Making wheat into bulghur is an ancient process that originated in the Mediterranean region and has been an integral part of Middle Eastern cuisine for thousands of years. They say that in approximately 2,800 B.C., the Chinese emperor Shen Nung declared it one of five sacred crops along with rice, millet, barley and soybeans, and historical references indicate it was prepared by ancient Babylonians, Hittites and Hebrew populations some 4,000 years ago. The Roman word for it was cerealis; Israelites called it dagan. Other Middle Easterners called it arisah. And it’s been variously know as burghul, burghoul, balgour and boulgur. By any name you call it, it’s a solid, nutritious base for this walnut-red-pepper-type-tabbouleh with hints of smoky paprika and the always welcome freshness of herbs like dill, mint and parsley.
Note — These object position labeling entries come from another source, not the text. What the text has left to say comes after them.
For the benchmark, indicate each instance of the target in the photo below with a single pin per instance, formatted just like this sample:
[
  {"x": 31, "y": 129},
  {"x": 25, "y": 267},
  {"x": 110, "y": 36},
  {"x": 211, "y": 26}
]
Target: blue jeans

1 cup medium-course bulghur

2 cups water

6 spring onions, chopped

4 garlic cloves, roasted or raw, minced finely

3 red peppers, roasted, seeded, skinned, and diced

1 tsp smoked paprika

2 tbsps tomato paste

4 tbsps olive oil

1 cup walnuts, toasted, chopped finely

3 tbsps roughly chopped parsley

2 tbsps roughly chopped mint

1 tbsp roughly chopped dill

sea salt and pepper to taste

Place bulghur and water in a pot and place on high heat. Once water comes to a boil, turn heat down and let simmer until bulghur is cooked. Drain if necessary and place cooked bulghur in a bowl. Add the remaining ingredients, mix well and season.
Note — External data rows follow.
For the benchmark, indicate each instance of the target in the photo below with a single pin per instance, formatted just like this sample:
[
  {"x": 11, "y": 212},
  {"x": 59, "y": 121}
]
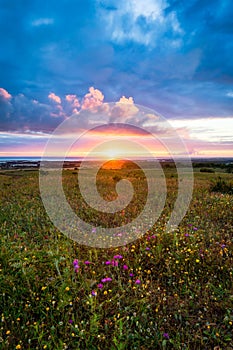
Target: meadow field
[{"x": 162, "y": 291}]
Adapted from Casa Moro by Sam and Sam Clark

beet soup

This is a recipe I found in Epicurious magazine. It called to me on this wintry day because soups are so hearty and warming, and beets so nourishing, and coconut milk and ginger so tasty together. It seemed the perfect concoction on a cold, snowy day. I used chioggia beets – also known as candy cane beets – which are an heirloom beet from the 19th century from the town of chioggia near Venice. You can use any beet you find or have or desire. The colour will change but the taste will be as earthy and sweet regardless.

1 tbsp olive oil

1 large yellow onion, diced

3 cloves garlic, finely chopped

1 tbsp finely chopped ginger

4 large red beets, peeled and cut into 1/4-inch pieces

4 cups vegetable stock

1 can (14.5 ounces) coconut milk

1/2 tsp fine sea salt

1/4 tsp freshly ground black pepper

parsley, minced for garnish

In a large pot, heat oil over medium heat. Sauté onion, 5 minutes. Add garlic and ginger; cook, stirring often, 5 minutes. Add beets and stock; bring to a boil, then reduce heat and simmer until beets are fork-tender, 20 minutes. With an immersion or regular blender, purée soup. Return to pot. Stir in coconut milk, salt and pepper. Garnish with parsley. Serve hot with some crusty bread.